A related feature of Gadamer's model is the importance of the engaged trust and play (Spiel, play, originally meant dance in German) which carry participants along. Unfortunately, although Foulkes used rich metaphors, such as resonance, he did not clearly emphasise the type of serious play which occurs in analytic groups, which may account for the descriptive flatness in the clinical material which he cites; on the other hand, how therapists write and how they conduct groups are different matters. The play which Gadamer tried to capture, is the sheer buoyancy of dialogue, both patterned and unpredictable, the infinite play of background and foreground, one horizon and another and another, and the interplay of the strange and the familiar; in his words, the "true locus of hermeneutics is this in-between" (1995, p. 295).
-  Several group analysts (Pines, 1996a; Zinkin, 1996) have developed the concept of dialogue and it is to Bakhtin that they have referred, rather than Gadamer. Bakhtin postulated a "surplus of seeing", in which each person occupies a unique perspective. In Chapter Eight I develop the complementary idea of groups as "surplus of narrative". Brown (1986) makes the point that neither the word "dialogue" nor "conversation" appear in Foulkes' writings.

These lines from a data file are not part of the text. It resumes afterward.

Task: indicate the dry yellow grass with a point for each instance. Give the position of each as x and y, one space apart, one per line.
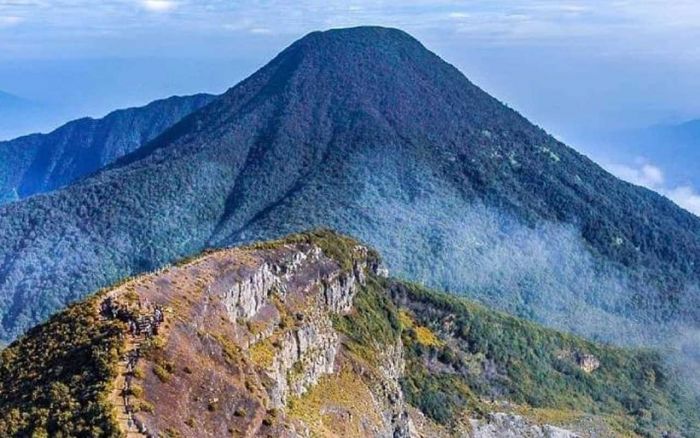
339 405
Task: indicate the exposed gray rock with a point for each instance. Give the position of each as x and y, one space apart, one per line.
503 425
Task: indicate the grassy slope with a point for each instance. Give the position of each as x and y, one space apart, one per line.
54 380
448 343
633 392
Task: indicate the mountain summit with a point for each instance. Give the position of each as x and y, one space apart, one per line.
365 131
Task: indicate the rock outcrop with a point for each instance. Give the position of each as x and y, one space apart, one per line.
502 425
305 337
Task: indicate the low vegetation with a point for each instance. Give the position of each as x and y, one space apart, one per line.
533 367
54 381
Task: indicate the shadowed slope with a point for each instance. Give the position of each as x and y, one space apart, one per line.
43 162
366 131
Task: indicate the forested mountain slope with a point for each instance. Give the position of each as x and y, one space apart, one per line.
365 131
43 162
306 337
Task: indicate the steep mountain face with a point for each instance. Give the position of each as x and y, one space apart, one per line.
306 337
365 131
43 162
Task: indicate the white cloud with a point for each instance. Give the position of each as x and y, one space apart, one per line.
10 20
645 174
159 5
686 197
652 177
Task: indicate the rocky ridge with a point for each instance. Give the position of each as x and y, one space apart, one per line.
305 337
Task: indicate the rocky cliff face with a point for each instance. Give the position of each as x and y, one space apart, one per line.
304 338
248 334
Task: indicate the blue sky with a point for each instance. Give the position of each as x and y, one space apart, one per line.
577 68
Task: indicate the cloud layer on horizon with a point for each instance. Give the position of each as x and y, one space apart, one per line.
652 177
650 25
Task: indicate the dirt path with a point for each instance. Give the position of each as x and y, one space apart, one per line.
116 396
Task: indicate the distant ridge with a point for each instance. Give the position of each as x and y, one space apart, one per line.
367 132
43 162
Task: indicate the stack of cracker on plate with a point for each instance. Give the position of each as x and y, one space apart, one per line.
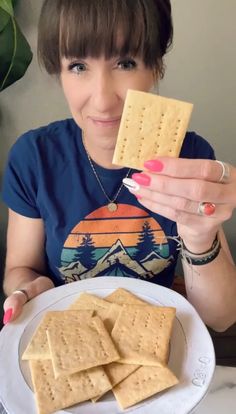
119 343
150 126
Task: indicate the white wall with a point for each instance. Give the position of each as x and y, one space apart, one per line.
201 68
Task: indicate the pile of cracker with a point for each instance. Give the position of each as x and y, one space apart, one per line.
120 343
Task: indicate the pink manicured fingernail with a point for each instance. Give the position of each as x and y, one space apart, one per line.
154 165
7 316
141 178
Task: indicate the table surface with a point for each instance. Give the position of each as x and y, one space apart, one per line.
221 397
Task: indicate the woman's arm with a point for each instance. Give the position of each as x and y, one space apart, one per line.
176 191
25 263
211 288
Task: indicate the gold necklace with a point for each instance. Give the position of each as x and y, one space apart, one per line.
112 205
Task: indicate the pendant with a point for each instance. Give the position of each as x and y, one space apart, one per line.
112 207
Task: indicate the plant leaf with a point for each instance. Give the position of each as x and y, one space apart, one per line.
4 18
7 6
15 54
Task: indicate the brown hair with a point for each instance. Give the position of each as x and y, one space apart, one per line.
81 28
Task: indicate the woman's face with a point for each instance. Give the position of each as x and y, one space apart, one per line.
95 90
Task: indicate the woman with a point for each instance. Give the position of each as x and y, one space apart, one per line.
70 216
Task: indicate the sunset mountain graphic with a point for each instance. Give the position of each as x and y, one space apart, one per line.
128 242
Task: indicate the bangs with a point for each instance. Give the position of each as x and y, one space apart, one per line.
104 28
107 28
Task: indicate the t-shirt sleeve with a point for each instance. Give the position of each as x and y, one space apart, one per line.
20 182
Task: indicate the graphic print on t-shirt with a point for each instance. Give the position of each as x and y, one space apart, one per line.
127 242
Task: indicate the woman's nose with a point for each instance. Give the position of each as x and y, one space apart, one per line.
104 94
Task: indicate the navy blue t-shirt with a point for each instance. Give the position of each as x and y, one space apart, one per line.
48 176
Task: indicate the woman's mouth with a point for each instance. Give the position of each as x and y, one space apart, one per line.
106 122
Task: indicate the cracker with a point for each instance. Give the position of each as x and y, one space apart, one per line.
142 334
38 345
122 296
143 383
116 373
79 346
105 310
54 394
150 126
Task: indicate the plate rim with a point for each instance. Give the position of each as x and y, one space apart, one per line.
37 305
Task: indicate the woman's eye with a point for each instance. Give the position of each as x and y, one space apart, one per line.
77 67
127 64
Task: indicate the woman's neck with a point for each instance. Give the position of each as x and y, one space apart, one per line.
101 156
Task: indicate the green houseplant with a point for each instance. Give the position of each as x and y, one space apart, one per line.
15 51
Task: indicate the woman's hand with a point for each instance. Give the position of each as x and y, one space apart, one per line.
176 187
14 303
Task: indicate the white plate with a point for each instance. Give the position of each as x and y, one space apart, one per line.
192 356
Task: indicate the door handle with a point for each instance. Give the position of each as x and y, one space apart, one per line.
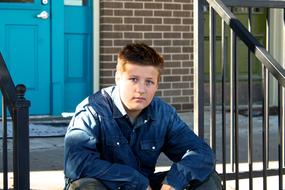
43 15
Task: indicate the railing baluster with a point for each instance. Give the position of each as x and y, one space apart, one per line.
280 136
5 144
265 122
283 98
234 107
198 69
232 99
212 79
250 136
224 135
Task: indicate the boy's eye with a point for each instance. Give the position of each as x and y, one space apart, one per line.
149 82
134 79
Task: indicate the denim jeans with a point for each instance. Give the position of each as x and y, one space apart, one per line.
213 182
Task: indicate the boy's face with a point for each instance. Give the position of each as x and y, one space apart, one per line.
137 85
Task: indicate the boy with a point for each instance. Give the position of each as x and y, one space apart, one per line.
117 134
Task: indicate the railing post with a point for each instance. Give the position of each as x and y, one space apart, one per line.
21 140
198 68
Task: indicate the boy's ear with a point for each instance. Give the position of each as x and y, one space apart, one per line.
117 77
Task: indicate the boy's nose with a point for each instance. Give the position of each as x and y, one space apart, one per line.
141 88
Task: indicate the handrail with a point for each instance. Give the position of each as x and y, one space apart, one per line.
7 86
255 3
241 31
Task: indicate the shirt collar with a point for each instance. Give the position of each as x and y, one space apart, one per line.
118 109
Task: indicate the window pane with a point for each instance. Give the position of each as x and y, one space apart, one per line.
16 1
75 2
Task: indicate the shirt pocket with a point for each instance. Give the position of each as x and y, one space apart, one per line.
149 152
117 149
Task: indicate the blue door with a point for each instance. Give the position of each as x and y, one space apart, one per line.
25 45
77 50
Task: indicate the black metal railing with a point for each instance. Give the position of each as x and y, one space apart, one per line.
18 107
270 67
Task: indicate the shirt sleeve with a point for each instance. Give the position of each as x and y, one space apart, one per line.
82 158
193 158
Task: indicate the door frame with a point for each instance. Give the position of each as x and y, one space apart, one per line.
57 52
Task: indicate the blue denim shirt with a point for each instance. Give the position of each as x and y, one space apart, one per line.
102 143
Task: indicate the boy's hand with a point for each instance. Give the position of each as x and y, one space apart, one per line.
167 187
148 188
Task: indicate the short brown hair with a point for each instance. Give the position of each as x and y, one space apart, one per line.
140 54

Thornton's (2004) illuminating paper opens up the potential in Foulkes' poorly elaborated idea of "exchange". She writes: "The individual in the group takes in from the others in the group (including the conductor) different ways of being, seeing and acting which broaden the range available to her/him in the real world. Not that we always see this happening; it is partly or wholly unconscious. In the complex and fluid dynamic of group interactions, it can be hard at times to know what belongs to whom ..." (p. 310). This, and her related imagery of "borrowing my self", bears resemblance to my use of Gadamer's philosophy.